TALK 3: Insights From Large-Scale Datasets for Optimizing Study Design and Boosting Prediction Accuracy

Thomas Yeo, Centre for Sleep & Cognition, National University of Singapore

Studies have shown that more participants and greater scan time improve prediction of behavioral traits from resting-state functional connectivity. Here we ask the following question: given a fixed scan budget, should we scan more participants (for shorter duration), or less participants (for longer duration) to maximize behavioral prediction accuracy? Surprisingly, we find that total scan duration (number of participants * scan time per participant) explains prediction accuracy of cognitive performance remarkably well (with some caveats). This relationship generalizes across cognitive scores and datasets, and might be potentially useful for future study design. In a second line of work, we propose a meta-matching framework to translate predictive models trained from a large dataset to predict new phenotypes in a small dataset. We demonstrate that meta-matching can greatly boost the prediction of new phenotypes in small independent datasets in many (although not all) scenarios.

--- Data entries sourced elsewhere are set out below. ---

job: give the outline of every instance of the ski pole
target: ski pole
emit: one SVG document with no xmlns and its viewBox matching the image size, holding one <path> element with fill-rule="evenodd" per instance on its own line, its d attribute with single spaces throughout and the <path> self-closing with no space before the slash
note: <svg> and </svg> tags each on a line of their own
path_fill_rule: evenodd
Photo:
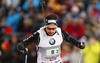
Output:
<svg viewBox="0 0 100 63">
<path fill-rule="evenodd" d="M 27 48 L 25 48 L 25 49 L 28 52 L 28 49 Z M 25 55 L 25 63 L 27 63 L 27 54 Z"/>
</svg>

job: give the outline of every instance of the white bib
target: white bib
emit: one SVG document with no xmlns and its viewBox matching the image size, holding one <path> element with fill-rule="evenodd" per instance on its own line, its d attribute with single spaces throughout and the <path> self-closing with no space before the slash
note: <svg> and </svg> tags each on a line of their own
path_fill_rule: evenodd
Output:
<svg viewBox="0 0 100 63">
<path fill-rule="evenodd" d="M 38 47 L 37 63 L 60 63 L 61 43 L 63 41 L 61 29 L 57 28 L 53 36 L 48 36 L 44 31 L 45 27 L 38 30 L 40 34 L 40 42 Z"/>
</svg>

TALK 4: Improving Robustness and iInterpretability in Brain-Behavior Modeling

Russ Poldrack, Department of Psychology, Stanford University

When we identify a relationship across individuals between task fMRI activation and a behavioral measure or group variable, we generally wish to interpret this as reflecting differences between the neural computations performed across those individuals. However, this interpretation suffers from a potential confound: Whenever response times differ across conditions, it is possible that differential activity could simply reflect differences in the duration of neural engagement, rather than differences in the kind of neural processing being engaged. The relationship between time on task and activation has been acknowledged for more than a decade, yet most task fMRI studies still do not address this potential confound. I will outline an approach for the effective modeling of response times in task fMRI data, showing that it can provide much more interpretable maps of task activation by differentiating task-specific effects from more general response time effects. I will also outline how response time differences between subjects can leak into brain-behavior correlation analyses at the group level, endangering the interpretability of observed brain-behavior correlations.